5. Alle Filme von Stephan Sachs handeln von Sehnsüchten, Fantasien, Erinnerungen. Das Thema kulminiert in LE DAUPHIN, Auch dies ein denunziatorischer Film. Exotik wird als Klischee angeboten, aber dem Rezipienten wird hier die Chance zum kulinarischen Erleben nicht nur gelassen, sie wird ihm aufgedrängt. Er wird mit einbezogen in die Mentalität der Aussage, begreift sich selber als Kitsch-anfällig. Alles Gezeigte jedoch ist unwahr. Die Exotik findet im Gewächshaus statt, im Aquarium, die Wellen eines nördlichen Meeres werden zur Südsee, Südfrankreich zu Mexiko, die Rhododendron-Wälder der Bretagne zum Tropenwald. Illusionen. — Hier spielt Sachs differenzierter mit der Farbe als in den anderen Filmen: FA(H)R WEIT ist— abgesehen vom Anfang (blauer Anstrich, orangener Overall) eigentlich fast farblos. In SATOURNE gibt es zu Beginn und am Schluß kleine rote Farbtupfer: Blüten? Aber sonst wiegt hier ein türkisener Ton vor, der immer wieder mit gelben Lichtflächen durchsetzt wird. DIE INSEL ist penetrant 'bunt' gegen weiß-rot komponiert. In SORIA MORIA SLOT wechselt die Farbstimmung mit dem Bildthema—dazu hat sie natürlich immer eine bewußte Beziehung! Im Film LE DAUPHIN schließlich scheinen alle Farberfahrungen sich zu vereinen: pulsierendes Gelb, sattes Grün, bebendes dunkles Türkis, transparentes Blau, die Goldflitter auf den Fischleibern—ein Kaleidoskop in Zeitlupe. Aber nicht formalistisches Farbspiel, sondern aussagend, bedeutend. Nicht nur formal (und das bezieht sich nicht nur auf die Farbe) scheinen die Filme von Sachs, die ich kenne, sich im nachhinein als Vorstudien zum DAUPHIN erkennen zu lassen. Hier kommt nach den Etüden für je ein Instrument oder eine Gruppe das volle Orchester.

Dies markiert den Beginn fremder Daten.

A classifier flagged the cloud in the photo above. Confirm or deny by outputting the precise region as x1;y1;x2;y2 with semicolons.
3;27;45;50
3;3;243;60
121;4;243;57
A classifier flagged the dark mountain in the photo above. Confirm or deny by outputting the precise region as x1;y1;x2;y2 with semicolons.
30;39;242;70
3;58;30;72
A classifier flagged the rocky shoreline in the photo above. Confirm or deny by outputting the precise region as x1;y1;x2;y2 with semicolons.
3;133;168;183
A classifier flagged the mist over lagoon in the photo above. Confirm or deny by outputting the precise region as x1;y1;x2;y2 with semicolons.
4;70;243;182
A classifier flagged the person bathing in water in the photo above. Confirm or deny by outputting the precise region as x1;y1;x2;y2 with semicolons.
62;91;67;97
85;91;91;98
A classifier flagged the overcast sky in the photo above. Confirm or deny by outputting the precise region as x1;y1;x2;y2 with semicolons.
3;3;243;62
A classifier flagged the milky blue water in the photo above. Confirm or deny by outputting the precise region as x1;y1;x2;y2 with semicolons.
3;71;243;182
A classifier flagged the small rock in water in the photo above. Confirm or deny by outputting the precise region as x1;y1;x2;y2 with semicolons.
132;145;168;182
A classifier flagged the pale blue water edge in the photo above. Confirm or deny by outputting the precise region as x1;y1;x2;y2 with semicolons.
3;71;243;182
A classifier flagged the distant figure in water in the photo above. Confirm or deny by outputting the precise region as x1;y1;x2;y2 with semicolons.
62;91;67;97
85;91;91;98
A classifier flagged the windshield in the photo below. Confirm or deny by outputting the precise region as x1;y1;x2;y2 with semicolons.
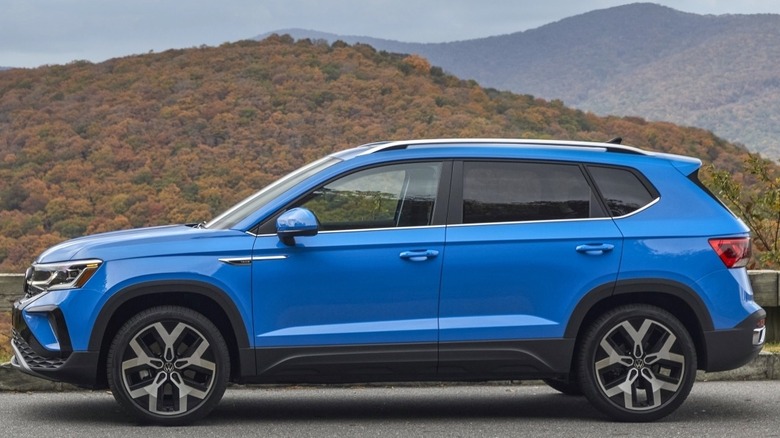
204;157;341;230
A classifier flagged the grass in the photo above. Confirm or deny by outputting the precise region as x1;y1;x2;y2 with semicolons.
0;312;13;363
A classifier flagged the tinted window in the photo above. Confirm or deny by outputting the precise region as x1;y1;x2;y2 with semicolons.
463;162;602;224
588;166;657;216
300;163;441;230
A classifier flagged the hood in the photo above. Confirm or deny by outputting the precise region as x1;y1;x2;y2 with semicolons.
36;225;244;263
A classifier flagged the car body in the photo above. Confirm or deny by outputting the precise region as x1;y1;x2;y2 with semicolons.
12;139;765;424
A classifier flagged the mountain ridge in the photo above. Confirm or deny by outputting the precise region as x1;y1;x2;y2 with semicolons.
262;3;780;159
0;36;747;272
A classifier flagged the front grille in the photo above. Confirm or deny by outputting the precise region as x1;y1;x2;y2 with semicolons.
11;329;65;370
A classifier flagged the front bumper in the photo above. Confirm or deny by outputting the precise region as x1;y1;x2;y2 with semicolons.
11;301;100;388
700;309;766;372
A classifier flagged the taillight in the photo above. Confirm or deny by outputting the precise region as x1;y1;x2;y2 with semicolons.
710;237;750;268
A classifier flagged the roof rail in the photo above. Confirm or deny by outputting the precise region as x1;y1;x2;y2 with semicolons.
360;137;648;155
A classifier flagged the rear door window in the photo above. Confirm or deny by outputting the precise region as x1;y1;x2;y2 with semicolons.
463;161;604;224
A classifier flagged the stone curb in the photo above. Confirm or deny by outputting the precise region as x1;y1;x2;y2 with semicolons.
0;352;780;392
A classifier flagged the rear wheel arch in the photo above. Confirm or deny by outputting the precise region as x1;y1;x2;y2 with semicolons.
89;281;254;387
564;279;714;369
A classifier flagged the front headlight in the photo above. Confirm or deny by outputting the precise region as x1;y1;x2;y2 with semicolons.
24;259;103;297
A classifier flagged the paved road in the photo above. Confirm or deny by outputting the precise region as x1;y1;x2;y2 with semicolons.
0;381;780;438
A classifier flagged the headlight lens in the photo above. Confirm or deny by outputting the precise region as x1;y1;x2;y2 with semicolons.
24;259;103;297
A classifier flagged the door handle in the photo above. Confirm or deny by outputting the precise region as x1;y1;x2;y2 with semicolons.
576;243;615;255
399;249;439;262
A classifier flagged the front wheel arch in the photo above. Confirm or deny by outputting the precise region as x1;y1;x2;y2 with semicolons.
89;281;254;388
564;280;714;369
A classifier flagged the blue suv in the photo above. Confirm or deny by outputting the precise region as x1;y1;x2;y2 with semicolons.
12;139;765;425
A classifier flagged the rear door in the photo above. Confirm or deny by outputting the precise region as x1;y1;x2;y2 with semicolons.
439;161;622;369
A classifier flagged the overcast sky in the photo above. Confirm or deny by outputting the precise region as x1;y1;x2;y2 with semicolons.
0;0;780;67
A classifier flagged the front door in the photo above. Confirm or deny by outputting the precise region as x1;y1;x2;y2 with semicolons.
252;162;445;375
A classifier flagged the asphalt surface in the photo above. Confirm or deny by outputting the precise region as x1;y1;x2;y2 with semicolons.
0;381;780;438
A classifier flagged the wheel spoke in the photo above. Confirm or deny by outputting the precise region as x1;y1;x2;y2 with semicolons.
594;318;685;410
121;321;217;415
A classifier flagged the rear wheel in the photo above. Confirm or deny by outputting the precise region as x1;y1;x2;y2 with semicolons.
107;306;230;425
577;304;696;421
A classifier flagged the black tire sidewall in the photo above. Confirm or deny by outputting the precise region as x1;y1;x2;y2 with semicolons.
576;304;697;422
106;306;230;426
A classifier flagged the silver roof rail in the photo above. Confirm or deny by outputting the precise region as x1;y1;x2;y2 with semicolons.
359;138;649;155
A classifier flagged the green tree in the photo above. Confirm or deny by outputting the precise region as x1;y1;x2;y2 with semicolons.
710;154;780;269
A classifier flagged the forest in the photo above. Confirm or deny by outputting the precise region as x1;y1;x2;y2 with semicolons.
0;35;760;272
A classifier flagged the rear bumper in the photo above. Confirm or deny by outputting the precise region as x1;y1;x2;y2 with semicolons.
701;309;766;372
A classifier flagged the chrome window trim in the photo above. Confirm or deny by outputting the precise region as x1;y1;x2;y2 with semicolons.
612;196;661;220
450;216;613;227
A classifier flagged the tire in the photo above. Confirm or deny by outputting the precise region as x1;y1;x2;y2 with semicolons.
107;306;230;426
576;304;696;422
543;377;582;396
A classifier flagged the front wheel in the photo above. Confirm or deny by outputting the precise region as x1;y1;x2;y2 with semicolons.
107;306;230;426
577;304;696;421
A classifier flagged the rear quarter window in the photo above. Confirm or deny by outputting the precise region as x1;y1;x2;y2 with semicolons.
588;166;658;216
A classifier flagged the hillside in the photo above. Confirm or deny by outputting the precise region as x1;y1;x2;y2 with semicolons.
0;36;746;272
266;3;780;159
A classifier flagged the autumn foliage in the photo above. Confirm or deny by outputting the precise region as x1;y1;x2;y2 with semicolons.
0;36;760;272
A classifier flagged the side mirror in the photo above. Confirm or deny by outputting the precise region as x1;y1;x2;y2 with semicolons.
276;207;320;246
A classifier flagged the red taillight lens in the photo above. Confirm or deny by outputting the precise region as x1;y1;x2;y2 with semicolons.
710;237;750;268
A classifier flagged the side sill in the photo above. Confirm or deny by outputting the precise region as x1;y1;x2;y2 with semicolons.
240;339;575;383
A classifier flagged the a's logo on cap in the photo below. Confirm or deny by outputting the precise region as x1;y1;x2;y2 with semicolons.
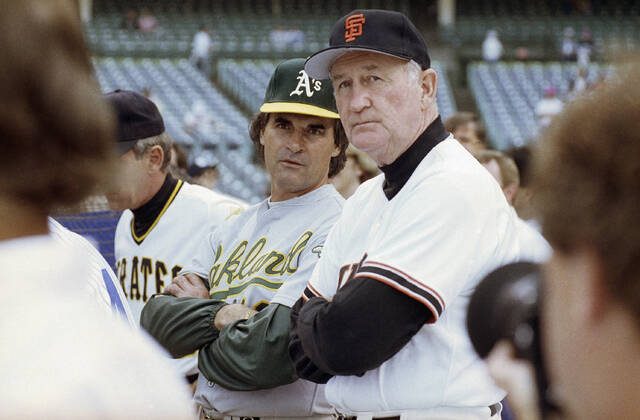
289;70;322;98
344;13;364;42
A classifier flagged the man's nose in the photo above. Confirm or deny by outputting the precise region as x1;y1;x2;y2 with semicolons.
349;86;371;112
287;129;304;153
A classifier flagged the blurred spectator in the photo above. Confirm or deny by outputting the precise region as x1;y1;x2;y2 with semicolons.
331;145;380;198
560;26;576;61
569;67;589;99
184;99;216;142
120;9;138;31
482;29;503;63
475;150;520;206
189;26;213;77
138;7;158;34
535;86;564;128
444;112;487;154
490;60;640;420
187;152;220;190
576;29;593;67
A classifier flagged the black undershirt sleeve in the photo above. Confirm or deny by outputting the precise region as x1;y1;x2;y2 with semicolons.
289;278;433;383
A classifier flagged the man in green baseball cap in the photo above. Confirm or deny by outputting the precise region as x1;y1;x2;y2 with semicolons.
140;59;348;420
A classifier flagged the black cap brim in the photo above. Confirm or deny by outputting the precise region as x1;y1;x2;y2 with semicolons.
304;46;410;79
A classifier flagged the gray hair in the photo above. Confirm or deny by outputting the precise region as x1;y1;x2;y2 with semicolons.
133;131;173;171
405;60;422;84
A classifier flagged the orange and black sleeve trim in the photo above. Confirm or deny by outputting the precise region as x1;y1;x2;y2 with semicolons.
354;261;445;323
289;270;433;383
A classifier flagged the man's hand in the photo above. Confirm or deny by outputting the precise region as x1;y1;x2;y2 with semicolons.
164;273;209;299
213;303;258;330
487;341;542;420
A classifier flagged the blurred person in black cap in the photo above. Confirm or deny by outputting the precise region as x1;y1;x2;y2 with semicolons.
105;90;244;381
489;61;640;420
289;10;535;419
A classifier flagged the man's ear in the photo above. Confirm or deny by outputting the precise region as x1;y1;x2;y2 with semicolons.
420;69;438;107
146;144;164;172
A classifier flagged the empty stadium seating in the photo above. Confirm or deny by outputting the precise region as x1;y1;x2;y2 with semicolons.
467;63;611;149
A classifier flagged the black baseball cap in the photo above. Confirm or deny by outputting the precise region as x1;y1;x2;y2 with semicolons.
260;58;340;119
304;9;431;79
104;89;164;155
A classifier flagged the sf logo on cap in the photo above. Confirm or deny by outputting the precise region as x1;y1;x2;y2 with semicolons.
289;70;322;98
344;13;364;42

Ich würde gern noch über das Verhältnis des Film-Machers zur Perspektive schreiben, zur Arbeit mit Flächen und wie stark bei ihm Tiefe stets das Ergebnis von Bewegung zu sein scheint—aber: dann wird mein Beitrag für diese Zeitschrift zu lang! Doch eins ist mir noch sehr wichtig: stärker als in den anderen Filmen von Sachs, noch stärker, wird in LE DAUPHIN das Körpergefühl angesprochen. Die Motorik. Und die Wechsel der filmischen Bewegungen ergeben freie Rhythmen, in denen man beim Betrachten zum vorgestellten Mit-Tanzen stimuliert wird. Stephan Sachs arbeitet mit einer selbstgebauten optischen Bank. Die Geräte stammen vom Flohmarkt. Schrott, den Sachs für seine Zwecke ergänzt, umbaut. Er arbeitet mit geborgten Kameras und Projektoren. Er bastelt sich die Zusatzgeräte, die er braucht, je nach den Bedingungen seiner Arbeit, selbst. Seine Filme entstehen im Schnitt. Erst die Montage macht ihm bewußt, welche Aufnahmen er braucht. Dann dreht er zusätzliches Material neu. Manchmal bleibt so—wie im DAUPHIN— von der Ausgangsfassung kaum noch etwas übrig! Sachs arbeitet nach Partituren, nach gezeichneten Skizzen, nach zum Teil ausgezählten Takten, zum Teil nach gefühlten Rhythmen. Er probiert aus, entwickelt teilweise selber die Filmstreifen, betrachtet sein Material so oft am Schneidetisch, bis es, sich verselbständigend, ihm die endgültige Aussage demonstriert. Dann bekommt der Film in seiner Vorstellung Gestalt, der folgt er dann, beim Drehen und bei der weiteren Montage, auch bei den Verfremdungen des Materials, mit denen er die eigentlichen Wirkungen erzielt, aus Wirklichkeit Wahrheit macht. Er behält den intellektuellen Abstand, bleibt sich der Methode bewußt (jedenfalls bis zu einem gewissen Grade) und ironisiert sie in dem, was er schließlich als fertigen Film anbietet. Fabrizierte Wirklichkeit.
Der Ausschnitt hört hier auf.